1-23 Is It Worthwhile To Reduce Immunisation Pain in Children in a Malaysian Government Health Clinic?

Is It Worthwhile To Reduce Immunisation Pain in Children in a Malaysian Government Health Clinic?

Chia Hooi Tzing1, Kuan Geok Lan1, Sabariah Bt. Idris1

1) Malaysia

Pain as a 5th vital sign (P5VS) was implemented in Malaysian Ministry of Health hospitals in 2008 and the policy included children from one month old. The Malaysian Pain Free Hospital (PFH) Initiative began in 2011, and to date, seven hospitals have been PFH certified. However P5VS has yet to be implemented in the government health clinics.

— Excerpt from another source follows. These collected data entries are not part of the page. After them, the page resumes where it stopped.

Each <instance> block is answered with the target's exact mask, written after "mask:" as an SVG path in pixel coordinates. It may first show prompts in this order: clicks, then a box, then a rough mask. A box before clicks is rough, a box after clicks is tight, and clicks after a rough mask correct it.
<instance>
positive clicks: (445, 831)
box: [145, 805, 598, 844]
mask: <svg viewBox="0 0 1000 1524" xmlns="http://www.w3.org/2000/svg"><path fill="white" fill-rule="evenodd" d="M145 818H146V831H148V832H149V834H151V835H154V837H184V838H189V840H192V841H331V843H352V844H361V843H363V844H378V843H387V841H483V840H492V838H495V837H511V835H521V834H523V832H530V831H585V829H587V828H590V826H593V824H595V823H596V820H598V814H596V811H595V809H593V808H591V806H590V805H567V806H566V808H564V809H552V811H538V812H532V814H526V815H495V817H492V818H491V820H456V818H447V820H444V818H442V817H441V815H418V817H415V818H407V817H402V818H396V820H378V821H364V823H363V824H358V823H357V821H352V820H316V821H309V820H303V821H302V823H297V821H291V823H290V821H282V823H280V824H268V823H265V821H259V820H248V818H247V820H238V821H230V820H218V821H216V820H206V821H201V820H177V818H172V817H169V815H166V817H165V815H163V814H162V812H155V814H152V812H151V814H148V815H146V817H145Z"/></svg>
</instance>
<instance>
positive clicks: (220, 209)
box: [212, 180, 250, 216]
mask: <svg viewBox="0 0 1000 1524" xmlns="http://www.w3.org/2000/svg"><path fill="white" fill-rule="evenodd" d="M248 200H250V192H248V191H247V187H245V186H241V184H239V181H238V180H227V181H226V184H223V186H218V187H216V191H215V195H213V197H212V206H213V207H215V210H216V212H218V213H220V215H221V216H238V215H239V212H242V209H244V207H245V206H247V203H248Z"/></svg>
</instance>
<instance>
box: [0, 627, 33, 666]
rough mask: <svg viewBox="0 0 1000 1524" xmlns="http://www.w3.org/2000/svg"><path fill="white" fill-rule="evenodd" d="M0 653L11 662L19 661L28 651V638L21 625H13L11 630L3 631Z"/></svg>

Immnunisation has been shown to be the most common cause of iatrogenic pain inflicted in children, and if left unaddressed, can lead to pre-procedural anxiety in the future, needle phobia, healthcare avoidance behaviours including non adherence with vaccination schedules. Such childhood fears have been shown to be the cause of 25% of adults having needle phobia.

In the Malaysian healthcare system, the majority of childhood immunisations are mainly carried out in the government primary healthcare system, with a smaller proportion by the private healthcare institutions. In an average year, about 12,300 immunisations (2015) were conducted in the district of Rembau, Negeri Sembilan, without pain reducing strategies.

For this study, pain reducing strategies eg distraction technique with bubbles, singing, rattle were carried out at Klinik Kesihatan Rembau amongst infants and children undergoing immunisation. All well babies registered at the clinic (April to July 2016) for immunization were included in the study, however babies with known allergies were excluded. Pain was measured using the FLACC score in the intervention (30) as well as control group (30). The results indicated that there was an average pain score of 6.4 in the control group compared to 1.8 in the intervention group.

Pain reducing strategies are simple but effective steps. It creates positive experiences in children, and enhances trust in healthcare providers. Is it time for the P5VS policy to be extended into the primary healthcare system?